Burger's equation becomes:
$$
u_t + u \times u_x − (0.01/π)u_{xx} = 0, x ∈ [−1, 1], t ∈ [0, 1], \\
u(0, x) = − sin(πx), \\
u(t, −1) = u(t, 1) = 0
$$

In [None]:
import jax.numpy as np
import jax
from jax import grad, jit, vmap, jacfwd, jacrev
from jax import random
from models.nets import MLP
from functools import partial

key = random.PRNGKey(0)
key, subkey = random.split(key)

# A test point
x_test = np.ones(1) * 0.25
t_test = np.ones(1) * 0.25

model = MLP(features=[20,20,20,20,20,20,20, 1])
init_params = model.init(subkey, t_test, x_test)

@jit
def u(t, x, params_):
    return model.apply(params_, t, x)[0]

print('initialized parameter shapes:\n', jax.tree_map(np.shape, init_params))
print(f'\nu(x, t): {u(t_test, x_test, init_params):.3f}')

In [None]:
# t = 0 border condition
def u0(x):
    return - np.sin(np.pi * x)

# u_xx
def hessian(f, index_derivation=0):
    return jacfwd(jacrev(f,index_derivation),index_derivation)

@jit
def f(t, x, params_):
    u_out = u(t, x, params_)
    u_t = grad(u,0)(t, x, params_)
    u_x = grad(u,1)(t, x, params_)
    u_xx = hessian(u, 1)(t, x, params_)[0]
    f_out = u_t + u_out*u_x - (0.01/np.pi)*u_xx
    return np.squeeze(f_out)

In [None]:
# Testing our functions
u(t_test, x_test, init_params), f(t_test, x_test, init_params)

In [None]:
def loss(batches, params_):
    t_, x_, u_, tf_, xf_ = batches
    
    # Physics with mse_f
    mse_f = lambda t,x: partial(f, params_=params_)(t,x)**2
    v_mse_f = vmap(mse_f, (0,0), 0)
    loss_f = np.mean(v_mse_f(tf_, xf_))
    
    # Borders with mse_u
    def mse_u(t_, x_, u_, params_):
        return np.mean((u_ - u(t_, x_, params_))**2)
    v_mse_u = vmap(partial(mse_u, params_=params_), (0,0,0), 0)
    loss_u = np.mean(v_mse_u(t_, x_, u_))
    
    # total loss, then aux loss values. Only the first output is differentiated (because of has_aux=True below)
    return (loss_f+loss_u, (loss_u, loss_f))

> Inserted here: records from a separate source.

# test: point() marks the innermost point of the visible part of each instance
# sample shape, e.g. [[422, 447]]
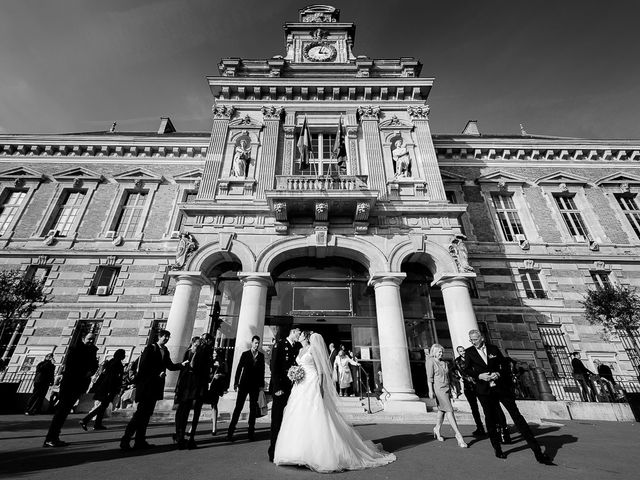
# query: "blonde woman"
[[439, 383]]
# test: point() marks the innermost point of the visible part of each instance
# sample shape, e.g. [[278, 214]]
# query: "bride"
[[313, 432]]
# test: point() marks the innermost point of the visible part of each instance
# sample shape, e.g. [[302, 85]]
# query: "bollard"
[[543, 385]]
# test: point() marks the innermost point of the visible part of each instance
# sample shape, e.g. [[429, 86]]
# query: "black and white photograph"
[[361, 240]]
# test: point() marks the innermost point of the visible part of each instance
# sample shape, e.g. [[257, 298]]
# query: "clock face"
[[320, 52]]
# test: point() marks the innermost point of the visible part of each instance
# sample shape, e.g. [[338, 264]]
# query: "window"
[[322, 159], [39, 273], [508, 217], [70, 208], [631, 211], [532, 284], [155, 328], [572, 217], [556, 348], [131, 214], [104, 280], [601, 279], [11, 203]]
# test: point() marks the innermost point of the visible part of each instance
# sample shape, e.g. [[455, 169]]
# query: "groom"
[[283, 357]]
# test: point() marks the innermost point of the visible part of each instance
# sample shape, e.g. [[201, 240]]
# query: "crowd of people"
[[486, 378]]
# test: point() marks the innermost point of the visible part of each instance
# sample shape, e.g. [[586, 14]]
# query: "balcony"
[[307, 199]]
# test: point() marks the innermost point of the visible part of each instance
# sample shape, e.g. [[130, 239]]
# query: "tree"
[[19, 297], [616, 308]]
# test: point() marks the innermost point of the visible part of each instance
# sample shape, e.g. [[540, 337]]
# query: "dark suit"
[[80, 365], [491, 396], [154, 362], [249, 380], [283, 357]]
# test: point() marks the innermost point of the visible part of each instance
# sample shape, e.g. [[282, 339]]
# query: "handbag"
[[263, 409]]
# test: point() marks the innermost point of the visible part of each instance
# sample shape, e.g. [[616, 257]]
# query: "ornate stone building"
[[398, 240]]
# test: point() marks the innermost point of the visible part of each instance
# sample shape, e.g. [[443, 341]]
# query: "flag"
[[339, 149], [304, 145]]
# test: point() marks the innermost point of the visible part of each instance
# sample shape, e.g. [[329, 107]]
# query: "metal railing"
[[311, 183], [25, 380]]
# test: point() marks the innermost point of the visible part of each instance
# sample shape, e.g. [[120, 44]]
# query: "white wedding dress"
[[314, 434]]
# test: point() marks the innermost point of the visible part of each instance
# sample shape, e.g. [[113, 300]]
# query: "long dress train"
[[314, 434]]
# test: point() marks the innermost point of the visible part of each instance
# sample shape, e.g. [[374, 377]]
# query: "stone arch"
[[434, 256], [212, 254], [353, 248]]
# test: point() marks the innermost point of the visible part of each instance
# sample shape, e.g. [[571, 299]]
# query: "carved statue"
[[458, 250], [401, 158], [241, 159], [186, 245]]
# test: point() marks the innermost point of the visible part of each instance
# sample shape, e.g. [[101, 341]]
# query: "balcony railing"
[[302, 183]]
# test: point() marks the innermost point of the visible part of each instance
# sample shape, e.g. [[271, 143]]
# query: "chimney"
[[166, 126], [471, 128]]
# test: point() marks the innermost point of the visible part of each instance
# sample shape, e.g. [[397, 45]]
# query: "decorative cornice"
[[272, 113], [419, 113], [223, 112], [368, 112]]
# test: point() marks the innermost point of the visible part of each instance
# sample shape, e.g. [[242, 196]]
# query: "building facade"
[[400, 239]]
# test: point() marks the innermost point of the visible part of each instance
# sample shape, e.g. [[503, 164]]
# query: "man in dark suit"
[[80, 365], [154, 362], [487, 366], [249, 381], [283, 357], [582, 375]]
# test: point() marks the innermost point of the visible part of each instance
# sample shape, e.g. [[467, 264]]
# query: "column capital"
[[193, 277], [387, 278], [453, 279], [223, 112], [261, 278]]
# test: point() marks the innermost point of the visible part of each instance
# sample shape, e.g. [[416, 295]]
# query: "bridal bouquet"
[[296, 374]]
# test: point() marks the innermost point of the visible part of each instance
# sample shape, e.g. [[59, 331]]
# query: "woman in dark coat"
[[105, 389], [217, 387], [191, 389]]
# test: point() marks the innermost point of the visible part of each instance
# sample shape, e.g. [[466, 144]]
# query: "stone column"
[[252, 312], [435, 187], [394, 350], [457, 303], [182, 316], [373, 147], [266, 169], [221, 116]]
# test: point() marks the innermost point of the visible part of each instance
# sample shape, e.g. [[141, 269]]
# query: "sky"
[[562, 67]]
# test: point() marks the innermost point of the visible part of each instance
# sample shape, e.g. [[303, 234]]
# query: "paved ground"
[[580, 449]]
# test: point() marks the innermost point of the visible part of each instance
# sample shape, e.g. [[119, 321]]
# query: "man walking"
[[249, 381], [283, 357], [154, 362], [80, 365], [487, 366]]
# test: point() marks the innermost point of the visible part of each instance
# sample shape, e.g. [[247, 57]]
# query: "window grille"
[[555, 345], [10, 207], [131, 214], [508, 217], [68, 211], [532, 284], [630, 208], [572, 217]]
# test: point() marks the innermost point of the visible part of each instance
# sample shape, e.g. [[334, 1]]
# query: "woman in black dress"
[[105, 389]]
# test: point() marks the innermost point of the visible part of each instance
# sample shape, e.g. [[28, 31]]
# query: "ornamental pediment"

losses_and_grad = jit(jax.value_and_grad(loss, 1, has_aux=True))

In [None]:
# Testing the loss function
losses, grads = losses_and_grad((np.zeros((10, 1)), 
                                 np.zeros((10, 1)), 
                                 np.ones((10, 1))*0.4, 
                                 np.ones((10, 1))*0.25,
                                 np.ones((10, 1))*0.25),
                                 init_params)


a, (b,c) = losses
print(f"total loss: {a:.3f}, mse_u: {b:.3f}, mse_f: {c:.3f}")

#### Data and learning

We build $N_u = 100$ boundary data points as mentionned in the paper. Half of them for $t=0$, the other half for $x= \pm 1$. Wrap it into a dataset class

In [None]:
from data import datasets

key, subkey = random.split(key, 2)
ds = datasets.BurgersDataset(subkey, u0, batch_size=32, N_u=200)

In [None]:
# Optimizer
import optax
key, subkey = random.split(key, 2)
params = model.init(subkey, t_test, x_test)
tx = optax.adam(learning_rate=0.001)
opt_state = tx.init(params)

In [None]:
# Main train loop
steps = 5000
for i in range(steps):
    tb, xb, ub = ds.border_batch()
    tb_uni, xb_uni = ds.inside_batch()
    
    losses, grads = losses_and_grad((tb, xb, ub, tb_uni, xb_uni), 
                                    params)
    updates, opt_state = tx.update(grads, opt_state)
    params = optax.apply_updates(params, updates)
    total_loss_val, (mse_u_val, mse_f_val) = losses
    
    if i % 100 == 99:
        print(f'Loss at step {i+1}: {total_loss_val:.4f} / mse_u: {mse_u_val:.4f} / mse_f: {mse_f_val:.4f}') 

#### Display


In [None]:
batched_u = vmap(partial(u, params_=params), (0, 0), 0)

In [None]:
from data.display import display_burgers_grid, display_burgers_slice

display_burgers_grid(batched_u, 100)

In [None]:
display_burgers_slice(batched_u, 30, slices=[0.0, 0.25, 0.5, 0.75])

## Modèle KPP

$$
\begin{equation} \label{eq:KPP_homog}
  \partial_t u(t,x) = D \Delta u + r u (1 - u), \ t>0, \ x\in \Omega \subset \mathbb{R}^2,
\end{equation}
$$


avec la condition initiale $u(0,\cdot)=u_0(\cdot)$ dans $\Omega$ et la condition au bord $u(t,\cdot )=0$ sur $\partial\Omega$ pour tout $t>0$. On pourra prendre $\Omega=(0,1)\times(0,1)$.

In [None]:
import jax.numpy as np
import jax
from jax import grad, jit, vmap, jacfwd, jacrev
from jax import random
import flax
from flax import linen as nn
from flax.core import freeze, unfreeze
from typing import Sequence

key = random.PRNGKey(0)
key, subkey = random.split(key)

class MLP(nn.Module):
    features: Sequence[int]

    def setup(self):
        self.layers = [nn.Dense(feat) for feat in self.features]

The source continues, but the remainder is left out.